2.22.2013

Thought Provoking Article: Teaching About Thinking; Thinking About Teaching: Why Teaching "Facts" Is Not Enough

Too often I reflect - trying to understand my teaching and life philosophy. I am asked why I write this blog - I realize and understand very few actually read the posts. Many of these posts range from completely silly, to student nominated videos that make you ask really why did I waste my click, to occasionally self indulgent rants - but these posts help organize my thoughts and make me a better thinker, educator, and person.

This Thought Provoking Article: "Teaching About Thinking; Thinking About Teaching:  Why Teaching "Facts" Is Not Enough" - examines the key concept I harp on continuously in education - the need to help students read, write, and think critically and independently.

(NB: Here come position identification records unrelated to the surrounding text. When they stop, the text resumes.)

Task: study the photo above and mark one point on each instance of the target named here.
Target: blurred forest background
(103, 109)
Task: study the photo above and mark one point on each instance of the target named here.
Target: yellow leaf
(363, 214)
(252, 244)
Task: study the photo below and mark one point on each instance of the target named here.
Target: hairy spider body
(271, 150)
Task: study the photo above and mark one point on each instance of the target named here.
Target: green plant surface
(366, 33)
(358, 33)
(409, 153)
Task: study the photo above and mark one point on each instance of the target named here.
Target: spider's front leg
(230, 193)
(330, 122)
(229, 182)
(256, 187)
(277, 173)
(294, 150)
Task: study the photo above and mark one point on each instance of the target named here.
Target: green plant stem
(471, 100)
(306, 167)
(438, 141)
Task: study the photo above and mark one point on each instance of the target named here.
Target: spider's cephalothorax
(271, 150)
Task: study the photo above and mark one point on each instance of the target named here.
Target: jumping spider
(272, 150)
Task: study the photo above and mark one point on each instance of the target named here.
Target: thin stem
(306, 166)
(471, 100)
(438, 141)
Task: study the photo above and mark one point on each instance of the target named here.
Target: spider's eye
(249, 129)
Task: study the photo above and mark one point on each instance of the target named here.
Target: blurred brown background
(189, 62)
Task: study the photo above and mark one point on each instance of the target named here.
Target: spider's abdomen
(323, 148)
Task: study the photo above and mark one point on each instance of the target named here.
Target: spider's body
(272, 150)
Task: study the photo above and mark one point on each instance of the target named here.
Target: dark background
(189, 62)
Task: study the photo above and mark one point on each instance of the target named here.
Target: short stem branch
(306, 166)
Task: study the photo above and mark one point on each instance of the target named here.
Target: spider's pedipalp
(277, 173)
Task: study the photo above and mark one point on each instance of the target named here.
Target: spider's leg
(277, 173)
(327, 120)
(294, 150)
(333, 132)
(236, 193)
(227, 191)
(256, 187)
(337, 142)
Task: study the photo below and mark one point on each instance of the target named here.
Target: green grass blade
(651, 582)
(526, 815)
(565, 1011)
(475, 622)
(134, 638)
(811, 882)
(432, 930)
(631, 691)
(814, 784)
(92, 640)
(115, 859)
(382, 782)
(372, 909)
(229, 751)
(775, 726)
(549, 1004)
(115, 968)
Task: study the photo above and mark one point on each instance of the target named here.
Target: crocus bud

As the article states in an excerpt:
"It is also important to recognize that fostering understanding is not something to be done only for high school students, only for affluent suburban school students, or only for students who have already learned all their facts or who have received good grades in fact-memorizing courses. Fostering understanding can be done, and needs to be done, from the earliest possible ages, with students from almost any background. Teaching for understanding works with young children as well as older children, for students with poor grades as well as students with good grades, for inner city or rural students as well as those in the suburbs. Kindergarten students can figure out all kinds of interesting things for themselves if they are asked the right questions. I have taught philosophy courses to students at the University of Michigan, which is an academically highly selective school, and I have taught it at a rural community college in Alabama and an inner city community college in Alabama. The students in both community schools were every bit as good as the students in the Michigan courses; the inner city black students were superior, in doing introductory philosophy, to the Michigan students. The ability to think and reason well is not relegated to just students who can get good grades in typical school courses or who can memorize material. One of my inner city students had terrible grades in his career up to that point but was, I thought, extremely perceptive, intelligent, reasonable, and knowledgeable. I sent him over to interview with professors from a regionally prestigious and selective university and asked them to ignore his transcripts and just talk with him to see whether they would let him attend. They called back and said he was the most impressive student they had ever met. They accepted him."